Atoms are made of three kinds of “subatomic” particles:
Electrons: particles with a negative electrical charge
Neutrons, which have a neutral charge
Protons: positively-charged particles
At the heart of the atom is its nucleus, which contains protons and neutrons. The electrons whiz in orbit around the nucleus. But we can never know with certainty where they are exactly and how fast they are moving.
These particles also each have a twin made of antimatter. The twins are exactly the same except for one thing: the “antiparticles” have an opposite charge.
But are subatomic particles made of anything? As it turns out, yes: quarks. These tiny objects are so miniscule they may just be points in space. An odd thing about quarks is they have fractional electric charges; this is in contrast with the other particles, which have charges of 1 or -1. Quarks, which are usually discussed in pairs, have whimsical names:
- Up/down: These two quarks have (2/3) and (-1/3) charge respectively
- Charm/strange: (2/3) and (-1/3)
- Top/bottom: (2/3) and (-1/3)
The 6 types of quarks are called “flavors.” Yes, that is the technical name for the kinds of quarks!

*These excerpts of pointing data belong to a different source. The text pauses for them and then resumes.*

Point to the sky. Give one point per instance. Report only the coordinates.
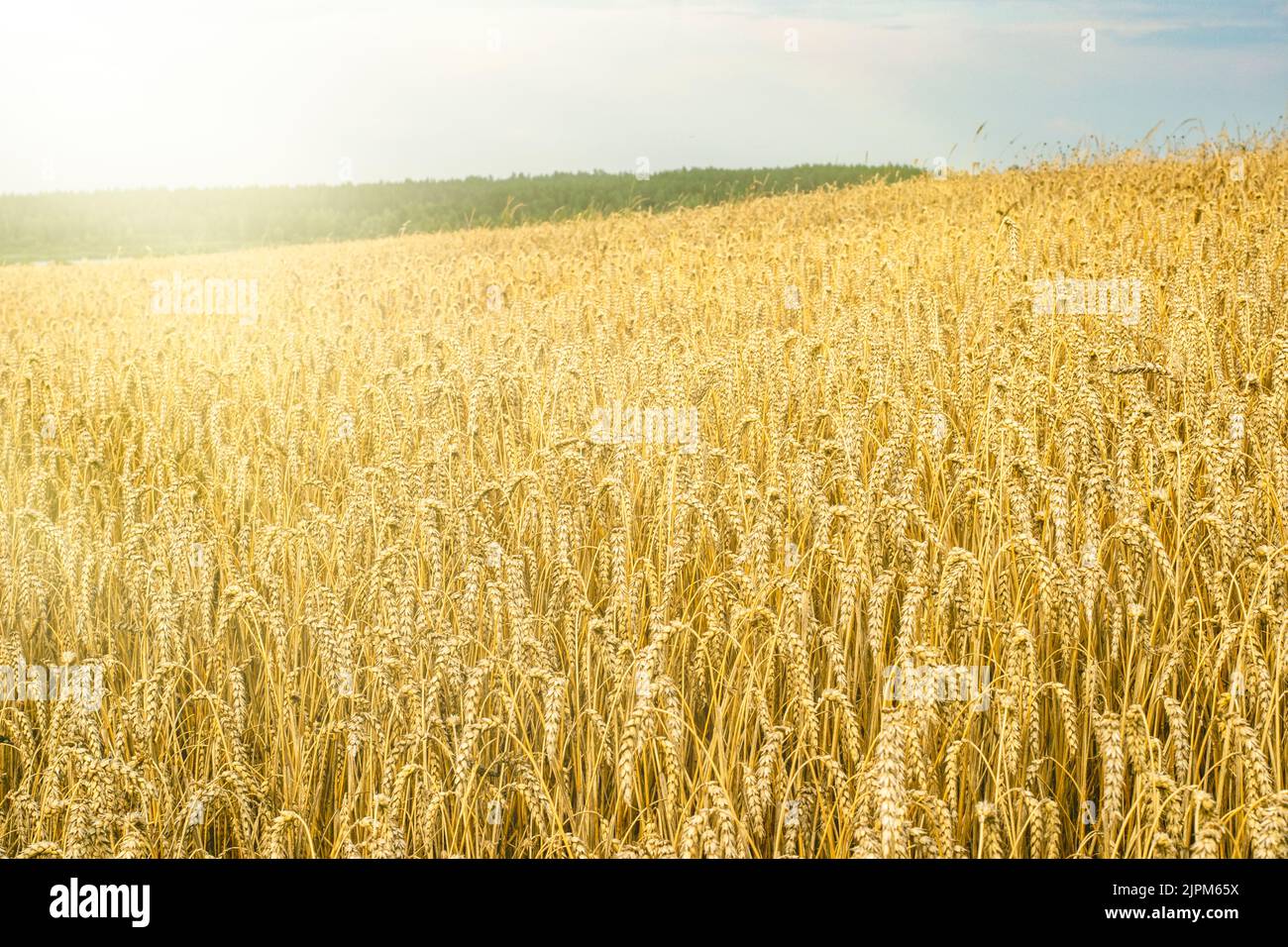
(174, 93)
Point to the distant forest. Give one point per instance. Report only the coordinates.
(140, 223)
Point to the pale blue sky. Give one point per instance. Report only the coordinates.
(267, 91)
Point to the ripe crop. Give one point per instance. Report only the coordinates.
(940, 570)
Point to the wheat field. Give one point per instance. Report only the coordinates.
(653, 535)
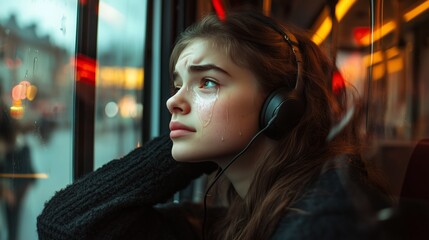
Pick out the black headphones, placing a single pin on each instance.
(283, 108)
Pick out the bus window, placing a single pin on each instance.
(37, 45)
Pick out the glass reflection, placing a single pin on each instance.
(36, 82)
(119, 89)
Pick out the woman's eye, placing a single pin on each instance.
(176, 89)
(208, 83)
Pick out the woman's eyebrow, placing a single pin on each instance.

Quarks, too, have antimatter twins. These “antiquarks” have an opposite electrical charge. For example, an anti-strange quark has a charge of -(-1/3) or simply (1/3), and an anti-top quark has a charge of –(2/3).
Quarks never appear in isolation. They are social and can be found in “composite particles” with other quarks, so that the sum of the charge equals a non-fraction [an “integer”]. Composite particles made of quarks are called hadrons. There are two kinds of hadrons:
- Baryons: made of 3 quarks. Protons are baryons. They are made from 2 up quarks and 1 down quark: (2/3) + (2/3) + (-1/3) = (3/3) or 1. Neutrons are also baryons. They are made from 2 down quarks and 1 up quark: (-1/3)+ (-1/3) + (2/3) = 0 [a neutral charge]

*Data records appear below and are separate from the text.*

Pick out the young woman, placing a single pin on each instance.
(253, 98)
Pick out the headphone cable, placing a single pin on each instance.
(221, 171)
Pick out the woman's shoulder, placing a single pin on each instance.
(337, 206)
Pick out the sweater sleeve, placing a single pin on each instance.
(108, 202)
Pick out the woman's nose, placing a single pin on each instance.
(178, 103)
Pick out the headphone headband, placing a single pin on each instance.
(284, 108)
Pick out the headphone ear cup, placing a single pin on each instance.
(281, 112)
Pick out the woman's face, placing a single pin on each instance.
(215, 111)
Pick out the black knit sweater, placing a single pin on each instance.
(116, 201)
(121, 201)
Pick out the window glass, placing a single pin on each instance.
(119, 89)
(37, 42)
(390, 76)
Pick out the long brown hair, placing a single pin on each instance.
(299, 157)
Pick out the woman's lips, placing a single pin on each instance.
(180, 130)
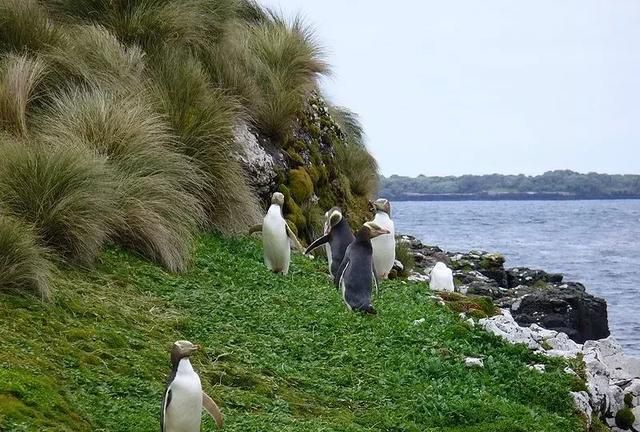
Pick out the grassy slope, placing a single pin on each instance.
(281, 354)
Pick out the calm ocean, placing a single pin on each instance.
(593, 242)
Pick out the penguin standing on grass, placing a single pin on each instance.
(277, 237)
(384, 246)
(356, 274)
(183, 398)
(337, 237)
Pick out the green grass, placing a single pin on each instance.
(281, 353)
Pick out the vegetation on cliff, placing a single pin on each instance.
(281, 353)
(117, 123)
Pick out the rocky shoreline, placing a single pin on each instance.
(553, 317)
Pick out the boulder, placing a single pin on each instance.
(567, 308)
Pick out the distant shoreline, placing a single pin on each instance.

- Mesons: contain 1 quark and 1 antiquark. Because mesons consist of matter and antimatter, they are extremely unstable and don’t typically live very long.
You may have noticed that I didn’t describe electrons as being made of quarks. That’s because they are not. Electrons belong to a different type of matter called leptons. There are 6 leptons; 3 have an electric charge and 3 do not. Like quarks, they appear to be tiny points without any internal structure. The types of leptons are:
- Electrons: negative charge
- Muon: positive charge
- Tau: charged like an electron [negatively], the tau has a lot more mass
- And 3 types of neutrinos: these are strange beasts because they have an extremely light mass, no electrical charge, and are difficult to find.
Whereas quarks are social, leptons are loners and are usually not found in groups. [Remember that electrons can be found circling above an atom’s nucleus.] But, like all other particles, leptons too have antimatter twins. “Anti-electron” is a mouthful; the electron’s antiparticle is called a positron.
Are quarks made of anything? As of yet, it appears not. But some physicists propose that all matter – even supposedly “fundamental” particles like leptons and quarks – are made of something tinier still: strings. These vibrating rings of energy are so small, we can’t see or even detect them. But only further experiments will reveal the truth about this lilliputian realm.